The family of a woman in a vegetative state who recently gave birth after being raped is speaking out.
“The family obviously is outraged, traumatized and in shock by the abuse and neglect of their daughter at Hacienda Healthcare,” John Micheaels, an attorney representing the family, told HuffPost in a statement Wednesday.
The patient, a 29-year-old Native American woman whose identity has not been made public, has been in a coma ― which Micheaels described as “a completely vulnerable state” ― for 14 years after a near-drowning incident. She has been in the care of Hacienda HealthCare, a Phoenix-based nursing facility.
She gave birth on Dec. 29 to a healthy child, according to reports from local outlet KPHO-TV. Hacienda staffers reportedly did not realize the patient was pregnant until she began moaning as she was going into labor. KPHO-TV reported on Monday that the woman had been raped several times.
“The family is well aware of the intense news and public interest in their daughter’s case, but at this time is not emotionally ready to make a public statement,” Micheaels said. “The family would like me to convey that the baby boy has been born into a loving family and will be well cared for.”
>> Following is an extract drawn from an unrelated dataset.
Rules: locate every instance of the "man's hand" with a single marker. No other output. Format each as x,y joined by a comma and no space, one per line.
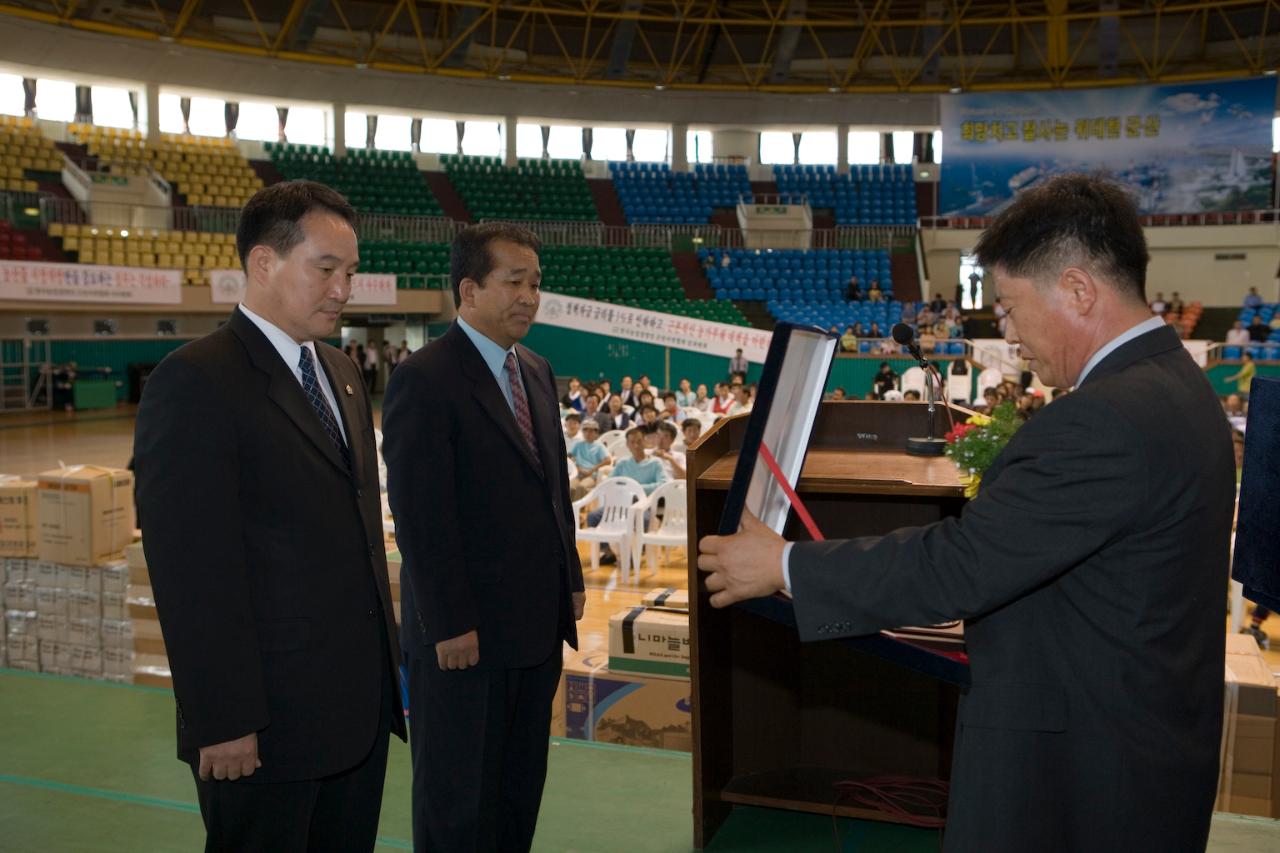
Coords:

The attorney asked that the media and public honor the family’s wish for privacy.
Phoenix police served search warrants to obtain DNA from all male staffers at the facility, Hacienda HealthCare told HuffPost in a Tuesday statement.
“We will continue to cooperate with Phoenix Police and all other investigative agencies to uncover the facts in this deeply disturbing, but unprecedented situation,” the company said.
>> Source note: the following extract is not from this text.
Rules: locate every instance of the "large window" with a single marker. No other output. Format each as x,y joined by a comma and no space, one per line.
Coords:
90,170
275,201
Police commented for the first time on the investigation Wednesday, saying that no one has been ruled out as a suspect and that the case “is of the highest priority of the Phoenix Police Department.”
“She was not in a position to give consent to any of this. So if anyone can understand that, this was a helpless victim who was sexually assaulted,” police spokesman Tommy Thompson said.
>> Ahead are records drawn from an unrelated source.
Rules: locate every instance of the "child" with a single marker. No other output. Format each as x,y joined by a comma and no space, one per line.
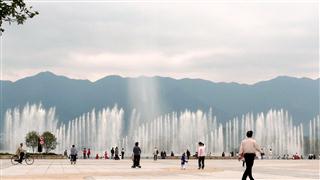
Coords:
183,161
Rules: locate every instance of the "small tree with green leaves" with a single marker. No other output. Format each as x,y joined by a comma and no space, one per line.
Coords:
50,141
32,139
15,11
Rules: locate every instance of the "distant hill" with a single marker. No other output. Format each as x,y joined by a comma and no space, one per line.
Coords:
154,96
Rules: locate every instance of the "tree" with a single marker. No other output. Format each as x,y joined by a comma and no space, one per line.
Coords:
15,11
50,141
32,139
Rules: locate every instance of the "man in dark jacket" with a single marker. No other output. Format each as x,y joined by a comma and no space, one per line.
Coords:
136,156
Thompson said that the police investigation began on Dec. 29, when emergency personnel responded to a 911 call from Hacienda HealthCare.
The newborn reportedly had trouble breathing when first delivered, but the child and the mother have seen been relocated to a hospital and are in stable condition.
Thompson said police waited before commenting publicly to avoid scaring the perpetrator into hiding.
When asked if the victim had been repeatedly raped, Thompson responded: “I know she was sexually assaulted at least once, which is way too many times.”
“This woman, though incapacitated, is a very important part of our community and our heart goes out to her,” Thompson said. “In addition, the baby that was born — this child is an important part of our community and as police officers our job, our goal is to protect individuals and make sure that they receive justice.”
Hacienda HealthCare’s longtime CEO, Bill Timmons, resigned on Monday in the wake of the crime. Gary Orman, executive vice president, said the facility “will accept nothing less than a full accounting of this absolutely horrifying situation.”
The woman is a member of the San Carlos Apache Tribe, based in southeastern Arizona, “CBS This Morning” reported.
“I am deeply shocked and horrified at the treatment of one of our members. It is my hope that justice will be served,” the tribe chairman told CBS.
A former caregiver of the victim expressed shock to ABC-15 that no one at the facility realized the patient was pregnant.
“I can’t believe that somebody would bathe her daily for nine months and never know that she wasn’t having a period, that she [was] growing in her midsection, that nurses weren’t keeping track” of her weight, said the caregiver, whose identity was kept private by the station. “Those things are shocking to me.”
This article has been updated to include comments from a Phoenix police spokesman.